Before I was discovered,  I got in the habit of writing every lyric down in a plain, lined notebook, I had too many to count. The idea books were lined up in a bookcase stored in my bedroom as a sign of encouragement when I would second guess myself or when I felt like I had nothing to say.  As I wrote the first album, I'd select a few of the older notebooks and flip through them, looking for inspiration from the half-written songs that for some reason I'd never completed. I searched for a word or a thought that might spark creativity and excitement and renew my desire to reawaken a once incomplete song.

While creating the second album, I found myself in the weeds again, unable to navigate through the song I was working on. I turned to my old notebooks, like I had done the first time, and searched for something, anything that would help me. I had no luck until one night when I found myself flipping through some of my past journals. 

When I was finished with the album and presented all of my songs to the producers, one song in particular stood out to them. Of course, that song was the one I was most hesitant about. Originally, the lyrics were just words from one of those past journal entries I had found.  My personal feelings written down for no one else to see but me, until that night I decided to pick up my guitar and write a melody.

Instantly, the song was chosen to be the first single. Then, when I didn't think things could get any worse,  the name of the song won the coveted spot of being the title of the album, "HONESTLY."

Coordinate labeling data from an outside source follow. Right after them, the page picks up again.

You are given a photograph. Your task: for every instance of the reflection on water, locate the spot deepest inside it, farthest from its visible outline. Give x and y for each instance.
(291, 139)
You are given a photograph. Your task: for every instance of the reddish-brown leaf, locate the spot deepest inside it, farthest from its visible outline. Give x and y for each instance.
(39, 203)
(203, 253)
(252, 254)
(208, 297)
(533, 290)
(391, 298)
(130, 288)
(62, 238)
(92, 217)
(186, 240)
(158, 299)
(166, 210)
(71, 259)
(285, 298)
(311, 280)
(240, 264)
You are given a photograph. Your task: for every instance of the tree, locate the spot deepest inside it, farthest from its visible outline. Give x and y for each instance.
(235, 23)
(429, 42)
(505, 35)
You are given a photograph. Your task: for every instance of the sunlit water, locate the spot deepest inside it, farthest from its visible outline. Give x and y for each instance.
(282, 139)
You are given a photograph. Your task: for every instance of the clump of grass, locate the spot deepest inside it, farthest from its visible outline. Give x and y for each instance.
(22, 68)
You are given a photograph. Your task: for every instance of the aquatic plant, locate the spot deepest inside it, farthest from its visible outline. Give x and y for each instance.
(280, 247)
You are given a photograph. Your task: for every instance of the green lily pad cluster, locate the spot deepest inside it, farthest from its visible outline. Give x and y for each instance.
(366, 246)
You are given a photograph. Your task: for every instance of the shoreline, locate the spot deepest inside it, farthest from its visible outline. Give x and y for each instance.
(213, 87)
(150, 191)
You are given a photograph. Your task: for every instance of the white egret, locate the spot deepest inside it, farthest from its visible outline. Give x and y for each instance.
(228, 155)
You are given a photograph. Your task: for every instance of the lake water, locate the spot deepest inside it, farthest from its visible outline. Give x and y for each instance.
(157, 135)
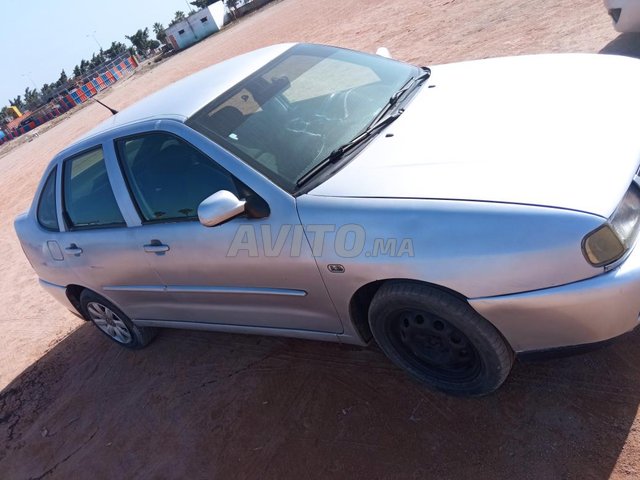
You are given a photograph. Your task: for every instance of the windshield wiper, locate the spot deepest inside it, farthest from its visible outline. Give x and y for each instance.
(381, 120)
(342, 150)
(410, 85)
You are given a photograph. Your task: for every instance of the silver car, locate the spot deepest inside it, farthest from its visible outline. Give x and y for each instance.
(457, 215)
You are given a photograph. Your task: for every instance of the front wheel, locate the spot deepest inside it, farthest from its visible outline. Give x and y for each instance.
(439, 339)
(111, 321)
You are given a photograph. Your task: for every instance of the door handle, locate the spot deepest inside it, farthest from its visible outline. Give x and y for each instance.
(156, 247)
(73, 249)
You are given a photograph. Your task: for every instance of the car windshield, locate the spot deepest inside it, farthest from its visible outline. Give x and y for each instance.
(290, 115)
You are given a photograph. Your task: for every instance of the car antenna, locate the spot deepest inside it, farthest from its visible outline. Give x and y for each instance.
(106, 106)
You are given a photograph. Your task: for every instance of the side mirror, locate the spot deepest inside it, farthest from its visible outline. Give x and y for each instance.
(219, 207)
(383, 52)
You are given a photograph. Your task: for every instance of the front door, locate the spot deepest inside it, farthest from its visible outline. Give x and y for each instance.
(245, 272)
(97, 244)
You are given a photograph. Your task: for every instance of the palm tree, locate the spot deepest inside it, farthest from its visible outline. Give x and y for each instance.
(158, 29)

Once I was in the studio recording the very song I had stayed up at night worrying about, I realized my control was gone. Some would say I was brave to open my heart up for the world to see, others would say I was just plain stupid. I knew otherwise. 

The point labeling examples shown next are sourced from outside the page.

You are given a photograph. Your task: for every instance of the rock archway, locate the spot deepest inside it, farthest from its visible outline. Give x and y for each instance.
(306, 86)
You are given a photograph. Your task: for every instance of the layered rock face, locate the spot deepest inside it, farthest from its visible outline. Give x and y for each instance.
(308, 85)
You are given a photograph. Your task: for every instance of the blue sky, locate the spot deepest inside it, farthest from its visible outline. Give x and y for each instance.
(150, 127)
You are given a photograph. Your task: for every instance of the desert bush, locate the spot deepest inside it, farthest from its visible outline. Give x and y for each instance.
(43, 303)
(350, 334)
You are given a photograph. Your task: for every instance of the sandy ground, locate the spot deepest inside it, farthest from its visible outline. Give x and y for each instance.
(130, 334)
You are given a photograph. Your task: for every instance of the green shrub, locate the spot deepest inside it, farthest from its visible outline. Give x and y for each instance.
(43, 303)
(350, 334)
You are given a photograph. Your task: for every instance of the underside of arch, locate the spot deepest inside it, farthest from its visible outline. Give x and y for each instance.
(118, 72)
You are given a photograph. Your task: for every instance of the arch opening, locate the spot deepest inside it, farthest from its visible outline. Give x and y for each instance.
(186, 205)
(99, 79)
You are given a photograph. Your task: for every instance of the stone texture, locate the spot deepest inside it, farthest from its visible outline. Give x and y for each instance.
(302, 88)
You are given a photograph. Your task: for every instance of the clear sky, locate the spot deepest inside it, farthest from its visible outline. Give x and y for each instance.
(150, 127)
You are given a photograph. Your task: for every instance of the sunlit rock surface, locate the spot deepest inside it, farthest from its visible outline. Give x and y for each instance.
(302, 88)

During a weak moment, I let anger and revenge cloud my judgement. 

I'd essentially sat down on the roller coaster, placed the bar in front of me as the ride began to move forward edging up the track with no way off or time to look back. Fear and panic engulfed my body.  I would've been dumb or naïve to think I wasn't going to be asked a million times about the meaning behind the song, or even worse, who the song was about.

As I exited the sound booth, I realized I wasn't mentally prepared to answer any questions about the song, let alone answer them honestly.